Limitations & Future Work

  • The non-uniform model assumption allows different models for each input size, and the gap with uniformity (practical deployment) is not fully discussed.
  • Experiments are limited to small-scale synthetic tasks; the separation magnitude on real large models like GPT/Claude is unknown.
  • Does not consider long-range dependencies, context window limitations, or other practical architectural features.
  • Future work could explore hybrid paradigms (dynamically choosing CoT or Latent within the same model) and formal analysis of phenomena such as fine-tuning and dynamic allocation of reasoning budgets.
  • vs Merrill & Sabharwal (2024): The latter only analyzes CoT's polynomial step capability; this work provides strict separation in the polylogarithmic depth regime and supplements analysis of Latent Thought and probabilistic settings.
  • vs Classical Parallel Computation Theory: Systematically applies the \(\mathsf{NC}\) / \(\mathsf{TC}\) hierarchy to characterize LLM reasoning ability for the first time.

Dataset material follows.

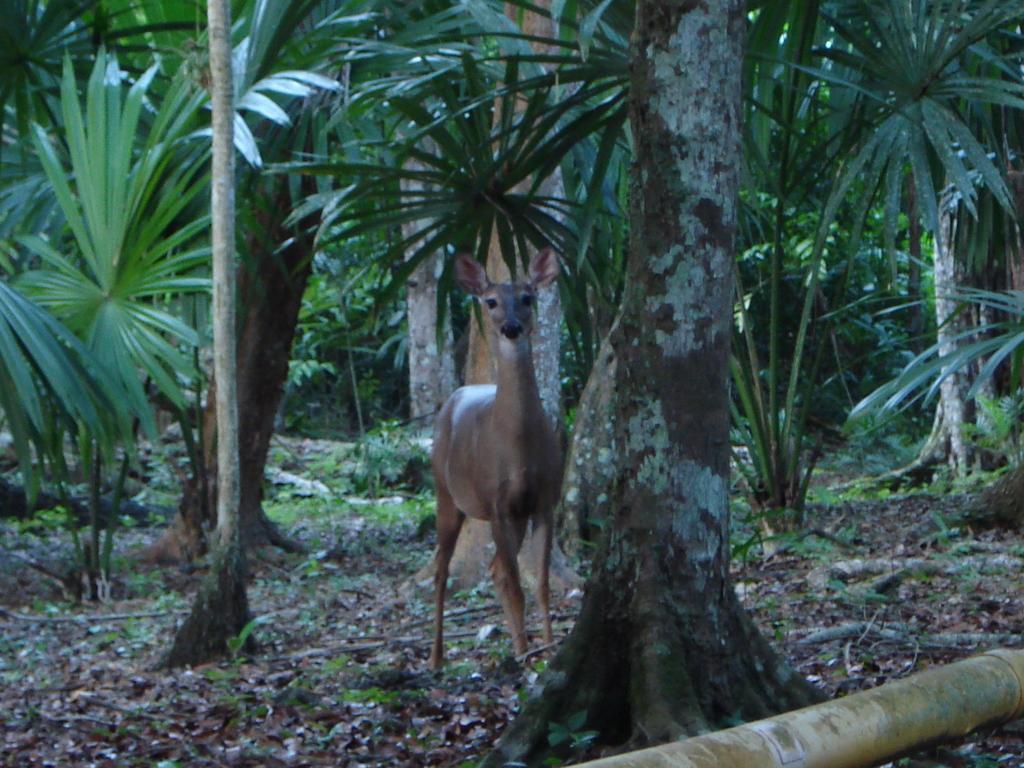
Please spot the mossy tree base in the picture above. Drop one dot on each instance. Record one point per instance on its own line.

  • Insights: Lays the theoretical foundation for "hybrid reasoning architectures"—enabling dynamic switching of reasoning paradigms based on task type; also inspires research into the potential impact of RL/search mechanisms on complexity.

Rating

  • Novelty: ⭐⭐⭐⭐⭐ The CoT counting separation is an original result, and the hierarchical characterization across multiple settings is comprehensive.

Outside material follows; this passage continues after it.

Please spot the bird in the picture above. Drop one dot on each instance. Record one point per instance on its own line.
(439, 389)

  • Experimental Thoroughness: ⭐⭐⭐⭐☆ Four synthetic benchmarks precisely validate the theory, but real NLP task experiments are lacking.
  • Writing Quality: ⭐⭐⭐⭐⭐ Mathematical definitions are precise, theorems are clearly stated, and proof ideas are intuitive.
  • Value: ⭐⭐⭐⭐⭐ Changes the understanding of CoT vs. Latent, providing formal guidance for reasoning system design.